Further, to provide a large and diversified ownership of shareholding (as is the case for major international banks such as HSBC, Bank of America, JP Morgan Chase, Deutsche Bank, etc.) this ownership has to be restricted by the number of shares a person, a company or a Group can hold. This would also preclude any one party or Group having a controlling shareholding in the Bank (or other similar entities, which are in the process of being privatized).
 
This afore-said process amongst other things will create a diversified and large ownership within the country and, more importantly, create wealth amongst the people of Pakistan. Rather, it would also give to the Pakistani people the pride and honour of being the shareholder of entities like Habib Bank, PSO, PTCL, etc. as well as provide the shareholders reasonably good returns on the long-term.
 
Any other investor from the overseas market would be solely driven by his perceived economic self-interest, which is, primarily, to have the maximum possible returns in the shortest period of time. It is neither in his plans or interest to take a cross-border investment that will generate returns over an extended period of time in a geographical area of the world, which is somewhat prone to unforeseen risk(s) or developments.
 
I would even go to the extent of suggesting that the State Bank of Pakistan should permit all the financial institutions to financé up to 90% of the proposed investment that an individual plans to make provided the maximum investment is not more than 5,000 shares. As this quantum of shareholding would be acquired at the face value the subsequent appreciation in share value would provide additional cushion to the financing bank.
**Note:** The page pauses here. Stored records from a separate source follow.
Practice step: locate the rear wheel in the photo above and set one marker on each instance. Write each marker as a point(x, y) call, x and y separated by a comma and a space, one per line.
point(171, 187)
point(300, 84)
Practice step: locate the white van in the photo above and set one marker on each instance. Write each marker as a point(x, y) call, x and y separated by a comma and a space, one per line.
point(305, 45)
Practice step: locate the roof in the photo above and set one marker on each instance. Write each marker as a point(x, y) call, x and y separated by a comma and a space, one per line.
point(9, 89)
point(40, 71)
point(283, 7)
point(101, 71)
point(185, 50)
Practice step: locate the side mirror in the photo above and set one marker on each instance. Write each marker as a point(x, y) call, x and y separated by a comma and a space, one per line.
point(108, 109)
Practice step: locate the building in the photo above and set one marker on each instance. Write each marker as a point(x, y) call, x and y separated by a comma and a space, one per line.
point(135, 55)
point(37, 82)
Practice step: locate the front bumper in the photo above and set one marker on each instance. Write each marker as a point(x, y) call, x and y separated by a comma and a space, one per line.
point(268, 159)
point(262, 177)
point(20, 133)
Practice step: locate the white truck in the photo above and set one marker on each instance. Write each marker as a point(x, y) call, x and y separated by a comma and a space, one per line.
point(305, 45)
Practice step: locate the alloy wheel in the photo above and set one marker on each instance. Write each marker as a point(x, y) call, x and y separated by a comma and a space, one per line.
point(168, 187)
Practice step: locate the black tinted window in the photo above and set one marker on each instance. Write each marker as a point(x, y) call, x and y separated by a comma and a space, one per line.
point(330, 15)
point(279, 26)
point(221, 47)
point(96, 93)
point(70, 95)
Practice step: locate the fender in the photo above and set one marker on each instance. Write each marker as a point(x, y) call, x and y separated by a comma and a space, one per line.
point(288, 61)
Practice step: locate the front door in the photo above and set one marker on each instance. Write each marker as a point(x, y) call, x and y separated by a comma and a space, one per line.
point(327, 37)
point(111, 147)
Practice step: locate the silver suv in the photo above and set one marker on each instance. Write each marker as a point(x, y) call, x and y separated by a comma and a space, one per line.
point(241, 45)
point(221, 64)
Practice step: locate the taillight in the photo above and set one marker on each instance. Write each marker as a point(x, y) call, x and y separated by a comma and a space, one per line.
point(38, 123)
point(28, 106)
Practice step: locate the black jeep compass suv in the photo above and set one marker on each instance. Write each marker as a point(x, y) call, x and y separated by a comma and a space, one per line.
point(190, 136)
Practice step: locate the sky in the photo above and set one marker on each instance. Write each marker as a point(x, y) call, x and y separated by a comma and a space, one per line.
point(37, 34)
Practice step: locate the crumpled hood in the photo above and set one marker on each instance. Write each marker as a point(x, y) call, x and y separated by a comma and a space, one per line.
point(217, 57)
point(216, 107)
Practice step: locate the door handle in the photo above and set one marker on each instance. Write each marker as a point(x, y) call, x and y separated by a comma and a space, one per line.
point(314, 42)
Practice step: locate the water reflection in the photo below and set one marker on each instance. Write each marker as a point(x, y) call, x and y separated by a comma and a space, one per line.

Finally, now that the much-needed macro-economic stability has been arrived at and substantial rupee liquidity is available in the local market, which is presently chasing a few shares only and with limited alternative investment opportunities, time is opportune that we move expeditiously to provide alternative investment opportunities to the people of Pakistan. In the final analysis, only the conviction, deeds and commitment of the people of Pakistan, i.e. the domestic investor, can be the basis for strong and sustainable economic and social development of the country. The power and engine of growth can only come from the investment by the people of Pakistan in these strategic assets, as they are the real custodians of the country’s strategic assets. The overseas investor can only add momentum to the economic growth and undoubtedly the reverse can and is never the case.